Claire Chase © David Michalek
Claire Chase
© David Michalek

The oldest piece on the program, and the only one from the first half of the 20th century (written in 1936 and revised in 1946), Edgard Varèse’s Density 21.5 for flute alone. So named for the density of platinum (in grams per cubic centimeter), the piece was originally written for the première concert of George Barrere’s platinum flute. Now, nearly 80 years later, “Density” was a fitting name for the solo concert for many reasons, not only for Chase’s truly virtuosic performance of the seminal Density 21.5. The majority of works presented included as many as ten prerecorded flute tracks, played alongside the singular Chase, who sometimes gave the impression that she was in at least three places at once, overlapping condensed ghosts playing impossible harmonies.
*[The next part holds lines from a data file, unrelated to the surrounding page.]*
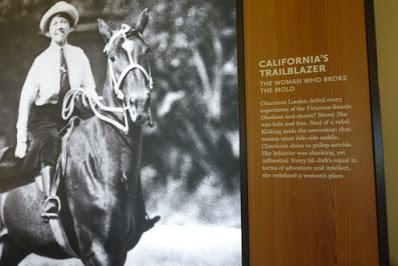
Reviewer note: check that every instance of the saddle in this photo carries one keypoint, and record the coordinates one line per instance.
(59, 172)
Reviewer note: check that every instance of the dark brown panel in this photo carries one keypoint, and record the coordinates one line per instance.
(318, 216)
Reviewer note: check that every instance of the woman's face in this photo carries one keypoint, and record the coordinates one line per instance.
(59, 29)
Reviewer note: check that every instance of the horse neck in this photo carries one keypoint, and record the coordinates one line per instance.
(134, 137)
(108, 92)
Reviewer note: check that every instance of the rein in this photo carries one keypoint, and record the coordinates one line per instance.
(95, 102)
While the Varèse was clearly the concert’s focus both historically and thematically, Mario Diaz de Leon’s Luciform and Marcos Balter’s Pessoa (both 2013) nevertheless gave crisp, fresh definition to the modern flute idiom. Luciform, a concerto for flute and electronics written for Claire Chase herself, hit hard with a veneer of Stockhausen, circa Studie I and II. The seats rumbled with sub-bass whose speakers must have been placed under the risers themselves; the shifting and colored lights came within a fog machine and Hollywood celebrity images of an immersive Universal Studios ride. The lighting design by David Michalek shone most brightly here, as the three-by-three arrangement of horizontal fluorescent lights formed a cross, and sharp blue and pink ceiling lights flooded the stage area. Balter’s Pessoa, written for six bass flutes, came off remarkably well, with five other flute parts recorded and played back using the impeccably executed sound design of Levy Lorenzo. In contrast to Leon’s brazenly electronic concerto, Pessoa let Chase draw out veiled and breathy sentiments from the relatively uncommon bass flute. Du Yun’s Gradient Density began the program with atmospheric algorithmic music, the only piece solely for electronics.
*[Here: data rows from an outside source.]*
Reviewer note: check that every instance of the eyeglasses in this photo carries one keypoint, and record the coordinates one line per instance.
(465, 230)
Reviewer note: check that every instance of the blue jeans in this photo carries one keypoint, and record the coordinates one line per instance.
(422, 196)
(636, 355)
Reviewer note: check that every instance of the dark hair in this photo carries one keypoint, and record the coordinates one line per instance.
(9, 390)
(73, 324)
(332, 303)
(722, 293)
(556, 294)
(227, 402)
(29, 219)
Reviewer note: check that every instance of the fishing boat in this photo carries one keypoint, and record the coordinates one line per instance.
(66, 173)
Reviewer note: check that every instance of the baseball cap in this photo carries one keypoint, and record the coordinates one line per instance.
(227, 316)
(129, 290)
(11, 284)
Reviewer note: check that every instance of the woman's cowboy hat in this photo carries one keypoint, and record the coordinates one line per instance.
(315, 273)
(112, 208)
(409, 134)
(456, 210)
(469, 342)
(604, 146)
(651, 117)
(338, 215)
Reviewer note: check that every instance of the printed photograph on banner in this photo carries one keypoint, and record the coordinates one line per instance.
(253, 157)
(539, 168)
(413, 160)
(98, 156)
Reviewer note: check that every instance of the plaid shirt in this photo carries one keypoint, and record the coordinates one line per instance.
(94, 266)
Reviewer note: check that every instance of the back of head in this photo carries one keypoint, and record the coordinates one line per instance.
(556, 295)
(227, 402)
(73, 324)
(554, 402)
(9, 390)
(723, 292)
The main stream of the program leading up to Density 21.5, though, flowed through the idea of process music. The Reich and Glass works (1982 and 1967, respectively) are epitomes of this genre, and Alvin Lucier’s Almost New York (2002) carried into the current era the same courage of concept and deliberateness of pacing that characterizes those earlier minimalists. In fact, Claire Chase’s solo performance itself, unbroken by applause or even a moment to catch her breath, underscored the strength of conviction not only of the performer, but of every composer, of the lighting and sound director, even the author of the program notes (abstracted strings of words “in homage to Octavio Paz”).
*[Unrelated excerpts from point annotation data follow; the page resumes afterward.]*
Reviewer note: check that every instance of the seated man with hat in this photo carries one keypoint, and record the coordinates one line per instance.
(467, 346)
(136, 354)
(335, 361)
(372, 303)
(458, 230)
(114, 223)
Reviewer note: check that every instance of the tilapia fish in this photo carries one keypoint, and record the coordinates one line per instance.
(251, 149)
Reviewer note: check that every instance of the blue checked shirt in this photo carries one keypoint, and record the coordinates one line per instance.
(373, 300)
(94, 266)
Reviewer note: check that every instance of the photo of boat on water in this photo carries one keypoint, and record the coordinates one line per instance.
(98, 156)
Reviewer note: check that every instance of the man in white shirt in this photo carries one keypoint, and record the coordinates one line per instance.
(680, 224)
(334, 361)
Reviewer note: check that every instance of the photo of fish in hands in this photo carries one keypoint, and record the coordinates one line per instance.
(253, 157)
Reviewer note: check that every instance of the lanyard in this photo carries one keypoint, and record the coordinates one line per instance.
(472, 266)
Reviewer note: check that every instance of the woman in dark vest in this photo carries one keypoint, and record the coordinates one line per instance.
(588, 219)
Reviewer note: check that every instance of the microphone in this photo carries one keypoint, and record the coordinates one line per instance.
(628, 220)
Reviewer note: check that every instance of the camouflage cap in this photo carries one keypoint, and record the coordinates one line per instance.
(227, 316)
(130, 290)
In light of this thematic continuity, it is worth explaining the concept of Almost New York. Two independent pure sine tones begin the piece, one in a very high register, and one extremely low. Over the course of the piece the tones gradually slide toward each other and eventually switch places. Over this basic voice exchange, the five flutes ranging from piccolo to contrabass match one or the other pitch. Because the tones never stop moving, however, the steady flute tone is almost never exactly “on” pitch, resulting in difference tones between flute and sine wave that are simultaneously bare and elegant.

In what was most likely another nod to the mechanism and flow of process music, Varèse was performed last, and best. After over an hour of grueling performance without a single break from the stage, Claire Chase still managed to give Density 21.5 more energy and virtuosity than any other work that evening. The fluorescent lights behind her flickered low, and the silhouette of one of the best flutists in the world hurled the canonical past into the musical future as deftly as she jogged off stage.